News Anchor Karen White is investigating the case of a Los Angeles serial killer known as "Eddie the Mangler". She's been communicating with him for some time and has agreed to meet him while also being part of an undercover police sting to capture him. Things go wrong, however, and she is nearly killed by Eddie in a porn theatre before he is shot dead by cops. After this, Karen and her husband Bill are invited to stay at a coastal community called the Colony so that Karen can recover from her trauma. Things and people are a little odd at the Colony, however; not the least of which is Marsha, another resident there who is said by the others to be a nymphomaniac and who wastes no time in coming on strong to Bill. Meanwhile Karen is hearing strange animal howls in the night, Bill starts to act stranger and stranger as he becomes more involved with the others at the Colony, and as two of Karen's fellow journalists investigate deeper into Eddie the Mangler, they uncover a disturbing supernatural background for him that could mean he is far from dead...

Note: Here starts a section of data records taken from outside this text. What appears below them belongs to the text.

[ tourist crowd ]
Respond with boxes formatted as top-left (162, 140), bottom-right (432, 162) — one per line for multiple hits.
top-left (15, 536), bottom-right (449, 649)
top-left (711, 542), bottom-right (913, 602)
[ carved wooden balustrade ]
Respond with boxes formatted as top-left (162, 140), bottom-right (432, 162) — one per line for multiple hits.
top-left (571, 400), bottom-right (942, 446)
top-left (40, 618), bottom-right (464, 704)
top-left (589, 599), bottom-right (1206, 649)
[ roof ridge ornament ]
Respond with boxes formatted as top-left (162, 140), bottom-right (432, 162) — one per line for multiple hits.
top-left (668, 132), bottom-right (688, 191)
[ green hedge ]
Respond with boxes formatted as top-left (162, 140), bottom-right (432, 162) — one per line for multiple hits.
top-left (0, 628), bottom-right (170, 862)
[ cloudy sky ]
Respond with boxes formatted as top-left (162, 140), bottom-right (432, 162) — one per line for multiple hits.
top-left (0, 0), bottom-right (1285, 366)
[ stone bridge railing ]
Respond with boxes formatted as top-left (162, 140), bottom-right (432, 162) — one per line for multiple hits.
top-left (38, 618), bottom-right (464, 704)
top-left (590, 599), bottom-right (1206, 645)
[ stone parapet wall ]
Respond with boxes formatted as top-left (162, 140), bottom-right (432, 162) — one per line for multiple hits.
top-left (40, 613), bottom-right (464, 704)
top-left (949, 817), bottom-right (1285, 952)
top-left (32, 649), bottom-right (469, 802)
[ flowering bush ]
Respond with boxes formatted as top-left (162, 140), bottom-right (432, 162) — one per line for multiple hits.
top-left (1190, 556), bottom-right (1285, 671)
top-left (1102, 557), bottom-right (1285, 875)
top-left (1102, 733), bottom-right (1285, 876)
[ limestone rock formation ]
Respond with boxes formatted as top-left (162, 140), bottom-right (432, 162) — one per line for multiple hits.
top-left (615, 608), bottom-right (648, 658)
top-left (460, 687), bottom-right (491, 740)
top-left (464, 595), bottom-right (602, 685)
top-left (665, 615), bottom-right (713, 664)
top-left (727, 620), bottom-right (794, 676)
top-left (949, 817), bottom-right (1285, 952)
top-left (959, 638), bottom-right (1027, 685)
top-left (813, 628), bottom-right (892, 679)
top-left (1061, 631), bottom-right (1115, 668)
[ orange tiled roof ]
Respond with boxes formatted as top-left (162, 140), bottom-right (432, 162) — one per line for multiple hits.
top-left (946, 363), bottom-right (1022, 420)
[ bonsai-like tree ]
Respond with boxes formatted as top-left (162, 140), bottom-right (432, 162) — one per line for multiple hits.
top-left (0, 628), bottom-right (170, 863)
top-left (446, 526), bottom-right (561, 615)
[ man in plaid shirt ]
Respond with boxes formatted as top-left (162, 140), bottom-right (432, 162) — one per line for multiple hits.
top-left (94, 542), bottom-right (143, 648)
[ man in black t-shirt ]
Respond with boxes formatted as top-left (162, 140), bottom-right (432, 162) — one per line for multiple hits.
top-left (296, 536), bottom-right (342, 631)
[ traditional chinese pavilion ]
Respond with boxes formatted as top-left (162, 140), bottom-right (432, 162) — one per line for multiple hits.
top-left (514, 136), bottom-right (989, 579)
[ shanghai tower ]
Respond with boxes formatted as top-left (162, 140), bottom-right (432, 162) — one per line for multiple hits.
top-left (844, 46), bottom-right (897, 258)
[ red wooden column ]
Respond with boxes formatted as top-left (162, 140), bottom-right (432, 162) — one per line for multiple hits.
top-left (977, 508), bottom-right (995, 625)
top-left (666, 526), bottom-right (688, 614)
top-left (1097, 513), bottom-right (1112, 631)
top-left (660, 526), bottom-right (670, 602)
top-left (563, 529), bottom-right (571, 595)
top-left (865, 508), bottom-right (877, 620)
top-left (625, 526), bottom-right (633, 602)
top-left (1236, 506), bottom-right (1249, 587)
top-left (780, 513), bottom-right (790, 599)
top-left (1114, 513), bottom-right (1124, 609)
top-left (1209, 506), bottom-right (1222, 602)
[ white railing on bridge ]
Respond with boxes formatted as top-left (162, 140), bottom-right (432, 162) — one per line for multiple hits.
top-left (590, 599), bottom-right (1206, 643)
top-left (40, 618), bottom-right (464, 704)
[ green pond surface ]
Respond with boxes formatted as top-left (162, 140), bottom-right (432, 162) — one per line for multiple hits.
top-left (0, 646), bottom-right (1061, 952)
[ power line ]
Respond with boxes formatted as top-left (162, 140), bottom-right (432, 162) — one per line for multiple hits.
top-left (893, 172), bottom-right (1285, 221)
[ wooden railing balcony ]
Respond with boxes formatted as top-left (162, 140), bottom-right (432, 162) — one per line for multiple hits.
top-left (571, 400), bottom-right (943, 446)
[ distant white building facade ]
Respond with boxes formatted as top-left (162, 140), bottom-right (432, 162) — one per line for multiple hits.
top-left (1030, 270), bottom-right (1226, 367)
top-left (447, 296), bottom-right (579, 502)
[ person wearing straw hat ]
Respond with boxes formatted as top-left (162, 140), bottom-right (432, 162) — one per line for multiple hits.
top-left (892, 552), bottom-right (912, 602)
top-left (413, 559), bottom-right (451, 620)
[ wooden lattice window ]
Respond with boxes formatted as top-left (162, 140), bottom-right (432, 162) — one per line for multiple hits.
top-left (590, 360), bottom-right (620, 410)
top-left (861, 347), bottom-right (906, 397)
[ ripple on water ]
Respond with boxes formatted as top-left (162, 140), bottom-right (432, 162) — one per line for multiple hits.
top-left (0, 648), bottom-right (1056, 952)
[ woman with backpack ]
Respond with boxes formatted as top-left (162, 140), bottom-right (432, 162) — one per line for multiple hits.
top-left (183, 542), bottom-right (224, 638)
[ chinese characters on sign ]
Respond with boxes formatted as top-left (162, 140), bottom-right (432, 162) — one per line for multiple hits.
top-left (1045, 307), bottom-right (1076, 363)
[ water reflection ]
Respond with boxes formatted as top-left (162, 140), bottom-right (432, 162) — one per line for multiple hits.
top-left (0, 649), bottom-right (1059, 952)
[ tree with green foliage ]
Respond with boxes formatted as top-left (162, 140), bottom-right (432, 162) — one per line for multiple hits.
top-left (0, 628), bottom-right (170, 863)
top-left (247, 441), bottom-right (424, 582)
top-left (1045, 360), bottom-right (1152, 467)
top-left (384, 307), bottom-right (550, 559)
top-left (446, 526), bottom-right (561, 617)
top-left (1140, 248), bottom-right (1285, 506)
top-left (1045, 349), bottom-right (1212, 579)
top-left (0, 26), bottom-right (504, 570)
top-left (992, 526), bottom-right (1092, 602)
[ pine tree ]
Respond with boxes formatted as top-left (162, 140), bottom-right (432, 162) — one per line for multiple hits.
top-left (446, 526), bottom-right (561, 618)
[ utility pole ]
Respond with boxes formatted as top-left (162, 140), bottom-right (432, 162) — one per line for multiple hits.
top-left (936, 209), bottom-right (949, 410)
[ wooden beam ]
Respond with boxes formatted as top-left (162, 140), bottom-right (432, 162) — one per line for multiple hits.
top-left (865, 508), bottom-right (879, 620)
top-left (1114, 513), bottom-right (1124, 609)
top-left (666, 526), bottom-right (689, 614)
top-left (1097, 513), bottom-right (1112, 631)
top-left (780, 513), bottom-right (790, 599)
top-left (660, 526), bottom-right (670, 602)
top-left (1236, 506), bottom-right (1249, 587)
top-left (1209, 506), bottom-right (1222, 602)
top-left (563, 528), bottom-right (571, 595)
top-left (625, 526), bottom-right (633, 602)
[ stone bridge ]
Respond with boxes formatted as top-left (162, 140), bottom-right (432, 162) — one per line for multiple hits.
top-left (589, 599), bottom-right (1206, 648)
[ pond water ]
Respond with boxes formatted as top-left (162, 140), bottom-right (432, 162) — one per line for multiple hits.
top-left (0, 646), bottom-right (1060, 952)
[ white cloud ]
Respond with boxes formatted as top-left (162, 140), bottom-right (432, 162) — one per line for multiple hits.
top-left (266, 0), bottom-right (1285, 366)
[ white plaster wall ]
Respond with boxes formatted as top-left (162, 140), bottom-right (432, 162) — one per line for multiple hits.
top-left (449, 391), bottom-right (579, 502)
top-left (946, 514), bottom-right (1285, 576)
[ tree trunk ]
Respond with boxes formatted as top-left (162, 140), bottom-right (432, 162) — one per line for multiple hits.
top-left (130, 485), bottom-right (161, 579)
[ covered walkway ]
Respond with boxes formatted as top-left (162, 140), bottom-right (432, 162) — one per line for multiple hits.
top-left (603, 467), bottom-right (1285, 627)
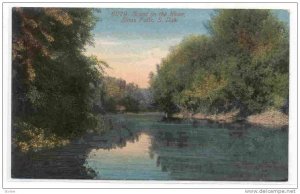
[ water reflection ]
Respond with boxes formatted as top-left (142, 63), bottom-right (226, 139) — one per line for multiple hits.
top-left (86, 115), bottom-right (288, 181)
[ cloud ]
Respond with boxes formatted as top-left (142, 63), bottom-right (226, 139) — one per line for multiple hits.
top-left (86, 37), bottom-right (181, 87)
top-left (95, 38), bottom-right (121, 47)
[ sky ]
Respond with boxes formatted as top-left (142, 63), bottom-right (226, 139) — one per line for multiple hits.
top-left (86, 8), bottom-right (289, 88)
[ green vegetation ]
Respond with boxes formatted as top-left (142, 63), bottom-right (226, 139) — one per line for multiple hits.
top-left (12, 8), bottom-right (151, 151)
top-left (103, 77), bottom-right (154, 112)
top-left (150, 10), bottom-right (289, 117)
top-left (12, 8), bottom-right (106, 150)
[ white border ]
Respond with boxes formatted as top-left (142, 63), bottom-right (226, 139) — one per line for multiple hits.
top-left (2, 0), bottom-right (298, 192)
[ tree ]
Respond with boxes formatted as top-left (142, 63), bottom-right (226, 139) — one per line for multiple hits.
top-left (13, 8), bottom-right (106, 137)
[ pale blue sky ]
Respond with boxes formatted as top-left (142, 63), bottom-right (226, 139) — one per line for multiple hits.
top-left (87, 8), bottom-right (289, 87)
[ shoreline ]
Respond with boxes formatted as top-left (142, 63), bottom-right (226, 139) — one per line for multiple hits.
top-left (173, 110), bottom-right (289, 128)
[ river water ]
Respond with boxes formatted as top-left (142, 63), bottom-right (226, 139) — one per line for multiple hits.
top-left (85, 114), bottom-right (288, 181)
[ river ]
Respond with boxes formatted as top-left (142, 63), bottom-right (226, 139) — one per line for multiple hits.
top-left (84, 113), bottom-right (288, 181)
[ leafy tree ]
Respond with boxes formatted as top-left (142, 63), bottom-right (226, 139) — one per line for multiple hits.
top-left (12, 8), bottom-right (106, 137)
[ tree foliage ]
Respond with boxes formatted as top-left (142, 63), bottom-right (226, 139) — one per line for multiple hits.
top-left (12, 8), bottom-right (105, 137)
top-left (150, 10), bottom-right (289, 116)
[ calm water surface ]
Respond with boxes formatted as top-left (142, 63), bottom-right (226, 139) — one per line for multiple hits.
top-left (85, 114), bottom-right (288, 181)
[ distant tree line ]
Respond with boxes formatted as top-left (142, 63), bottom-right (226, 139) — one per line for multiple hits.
top-left (150, 10), bottom-right (289, 117)
top-left (103, 77), bottom-right (155, 112)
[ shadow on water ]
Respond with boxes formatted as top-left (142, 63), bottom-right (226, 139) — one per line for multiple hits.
top-left (11, 114), bottom-right (288, 181)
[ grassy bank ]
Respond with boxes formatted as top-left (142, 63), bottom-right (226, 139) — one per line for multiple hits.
top-left (174, 109), bottom-right (289, 127)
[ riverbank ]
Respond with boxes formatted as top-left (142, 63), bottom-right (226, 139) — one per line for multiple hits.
top-left (174, 110), bottom-right (289, 127)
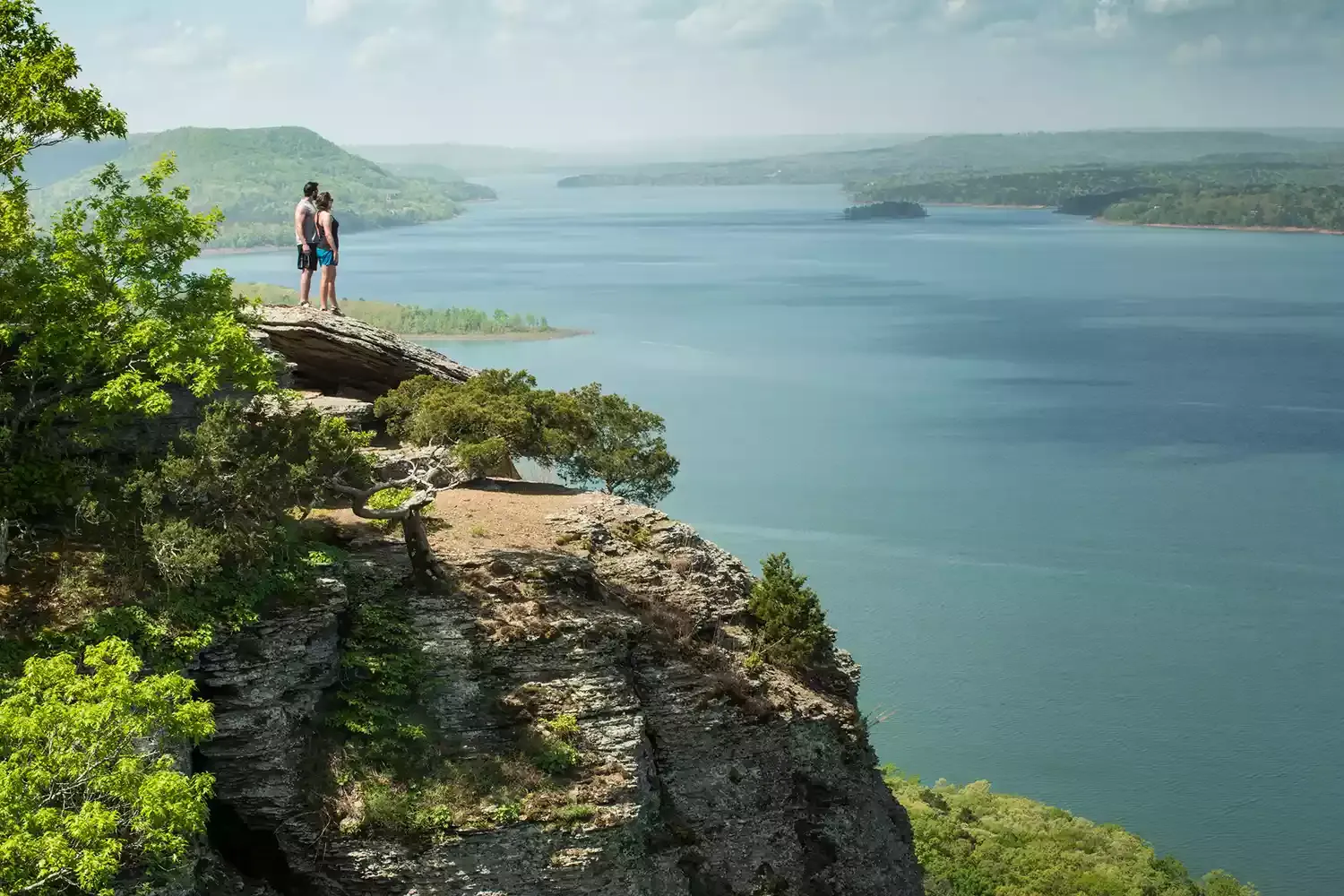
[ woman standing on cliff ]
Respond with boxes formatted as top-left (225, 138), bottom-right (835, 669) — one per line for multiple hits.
top-left (317, 194), bottom-right (346, 317)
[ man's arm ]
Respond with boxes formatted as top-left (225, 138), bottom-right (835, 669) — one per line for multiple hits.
top-left (295, 204), bottom-right (308, 251)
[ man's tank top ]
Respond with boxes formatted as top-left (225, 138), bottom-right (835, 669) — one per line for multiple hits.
top-left (296, 196), bottom-right (317, 246)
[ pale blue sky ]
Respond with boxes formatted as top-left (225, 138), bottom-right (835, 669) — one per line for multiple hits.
top-left (39, 0), bottom-right (1344, 145)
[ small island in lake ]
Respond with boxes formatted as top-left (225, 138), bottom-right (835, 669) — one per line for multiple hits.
top-left (844, 200), bottom-right (929, 220)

The Howling was released in the same year as that other classic werewolf (and 80s horror!) movie An American Werewolf in London, and it's interesting to compare the two. Aside from the obvious point of both featuring werewolves, both deal with the idea of an outsider coming to terms with the idea of werewolves and possibly being cursed with lycanthropy themselves and both have some spectacular special effects for the transformation from human to werewolf. It's also interesting to note that while An American Werewolf in London ends in a porn theatre, The Howling begins in one - a coincidence, I'm sure, but an interesting one; werewolves being linked to unbound and even deviant sexuality, both in cultural folklore over the centuries and more explicitly in The Howling (Marsha's "nymphomania" and Eddie's obvious interest/fetish in rape). The sexuality on display in The Howling is also considerably darker than in An American Werewolf in London; perhaps it could be seen that the former film is picking up where the latter ended and kicking things up a notch or two - but that would have to have been a conscious decision on the part of director Joe Dante and as I said, I don't think that's the case here.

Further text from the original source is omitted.